While the local morgue and hospitals are heavily guarded by police who stop reporters approaching, senior members of the local community lead you along narrow, crooked streets of the old town to interview witnesses and grieving families.
A slight bow or a furtive wink that a stern-looking neighbourhood elder gives to one of his aides, and in a flash a car with a driver emerges and takes the reporter to a cemetery with rows of fresh graves.
Young boys guide photographers through a maze of streets and advise on the best vantage points to take pictures of the troops and armoured vehicles guarding approaches to the regional administration's burnt-out building, seized by rebel supporters on Friday.
Those wishing to help foreign journalists sometimes number dozens - a huge risk to their safety, with suspicious men in plainclothes lurking on each street corner.
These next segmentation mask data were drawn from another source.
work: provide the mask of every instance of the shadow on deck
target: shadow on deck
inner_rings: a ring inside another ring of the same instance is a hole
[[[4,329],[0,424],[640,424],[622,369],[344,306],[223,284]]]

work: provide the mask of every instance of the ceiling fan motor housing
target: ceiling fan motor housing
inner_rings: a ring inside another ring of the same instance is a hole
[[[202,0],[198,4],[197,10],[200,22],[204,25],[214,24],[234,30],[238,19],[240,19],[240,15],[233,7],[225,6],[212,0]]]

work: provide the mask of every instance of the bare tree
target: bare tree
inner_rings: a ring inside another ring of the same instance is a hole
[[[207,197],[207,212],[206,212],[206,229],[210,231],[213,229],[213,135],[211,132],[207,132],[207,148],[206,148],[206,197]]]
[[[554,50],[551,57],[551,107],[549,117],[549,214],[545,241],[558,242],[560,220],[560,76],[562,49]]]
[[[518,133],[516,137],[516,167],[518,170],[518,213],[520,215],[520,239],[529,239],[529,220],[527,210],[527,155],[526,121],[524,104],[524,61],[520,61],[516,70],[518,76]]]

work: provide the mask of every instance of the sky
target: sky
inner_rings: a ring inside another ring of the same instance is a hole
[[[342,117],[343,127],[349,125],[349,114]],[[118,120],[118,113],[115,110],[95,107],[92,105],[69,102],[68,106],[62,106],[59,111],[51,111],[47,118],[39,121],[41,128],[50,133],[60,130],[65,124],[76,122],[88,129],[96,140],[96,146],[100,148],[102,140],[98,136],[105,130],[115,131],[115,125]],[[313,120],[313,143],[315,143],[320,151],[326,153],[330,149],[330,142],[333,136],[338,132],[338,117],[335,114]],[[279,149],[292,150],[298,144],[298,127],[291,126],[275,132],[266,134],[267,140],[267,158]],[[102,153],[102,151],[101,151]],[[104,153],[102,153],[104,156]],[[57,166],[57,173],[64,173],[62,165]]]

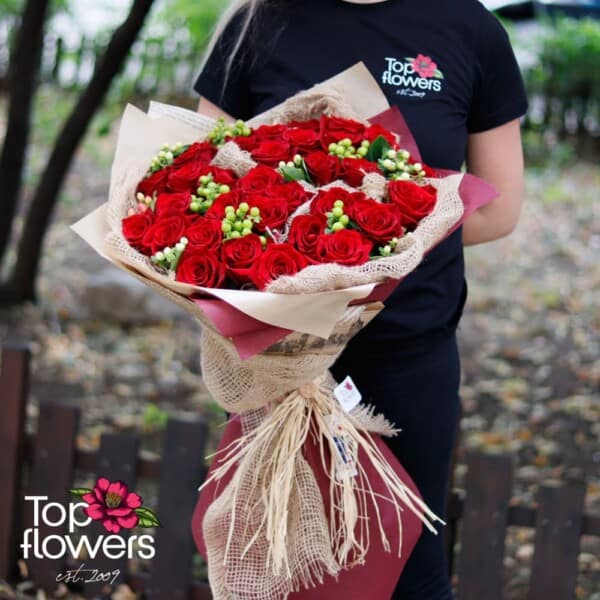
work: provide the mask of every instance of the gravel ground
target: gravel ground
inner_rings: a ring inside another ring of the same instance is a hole
[[[136,430],[158,451],[161,410],[223,413],[199,369],[198,328],[185,315],[149,326],[82,318],[88,274],[105,262],[68,224],[104,201],[111,141],[79,156],[46,242],[40,304],[0,313],[0,341],[32,340],[35,426],[39,402],[82,408],[81,445],[104,431]],[[512,453],[514,497],[585,474],[586,508],[600,513],[600,173],[592,165],[530,172],[520,226],[504,240],[467,249],[469,301],[459,336],[462,442]],[[151,405],[151,406],[150,406]],[[154,405],[158,407],[155,410]],[[149,408],[150,406],[150,408]],[[213,432],[215,428],[213,427]],[[214,434],[213,434],[214,435]],[[215,439],[211,440],[214,443]],[[464,466],[457,469],[462,485]],[[509,528],[506,590],[526,596],[533,535]],[[600,540],[582,539],[577,598],[600,600]]]

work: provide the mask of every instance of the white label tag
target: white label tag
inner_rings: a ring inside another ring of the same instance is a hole
[[[350,412],[362,399],[358,388],[349,375],[333,390],[333,395],[346,412]]]
[[[327,415],[326,419],[335,444],[333,457],[335,461],[335,478],[348,479],[356,477],[358,475],[356,468],[358,448],[355,441],[344,432],[344,427],[338,418]]]

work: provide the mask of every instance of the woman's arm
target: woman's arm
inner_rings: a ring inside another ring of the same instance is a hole
[[[200,102],[198,103],[197,111],[201,115],[205,115],[206,117],[210,117],[211,119],[217,119],[219,117],[225,117],[228,121],[235,121],[235,119],[227,114],[224,110],[220,109],[216,104],[208,101],[203,96],[200,96]]]
[[[475,211],[463,226],[463,244],[504,237],[515,228],[523,199],[523,149],[519,120],[469,136],[467,168],[491,183],[498,198]]]

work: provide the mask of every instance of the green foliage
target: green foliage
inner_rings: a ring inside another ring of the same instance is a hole
[[[564,17],[547,25],[528,88],[548,98],[600,96],[600,21]]]
[[[143,421],[145,427],[152,431],[161,431],[167,426],[169,413],[153,402],[146,404]]]
[[[169,32],[186,30],[196,48],[203,48],[223,10],[223,0],[163,0],[159,3],[155,23]]]

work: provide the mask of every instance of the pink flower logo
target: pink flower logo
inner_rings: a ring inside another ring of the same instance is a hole
[[[437,77],[438,79],[443,78],[442,72],[437,68],[437,65],[431,60],[431,58],[429,58],[429,56],[417,54],[416,58],[409,57],[407,60],[411,61],[411,66],[419,75],[419,77]]]
[[[109,481],[106,477],[96,480],[94,489],[74,488],[69,494],[87,503],[83,512],[94,521],[102,521],[104,529],[119,533],[121,528],[160,527],[156,514],[142,506],[142,498],[130,492],[123,481]]]

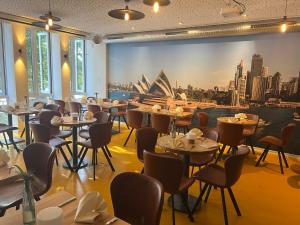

"Sorry, but we won't be of much help if armed soldiers try to arrest you," they admit.
Andijan lies in the heart of the densely-populated but poor Ferghana Valley, and most locals live in penury, with monthly wages averaging a measly $30.
But they invite journalists to stay at their houses, share the traditional hot green tea and the modest flatbread meal.
Alongside the hospitality is anger. People who previously would not comment on politics have become much more outspoken after last week's massacre, which some call "Bloody Friday".
"If [ President Islam] Karimov dies or goes, it's going to be a real holiday for me," said Tokhir, a 20-year-old unemployed man. "I promise I'll cook a huge cauldron of pilaff for the whole neighbourhood."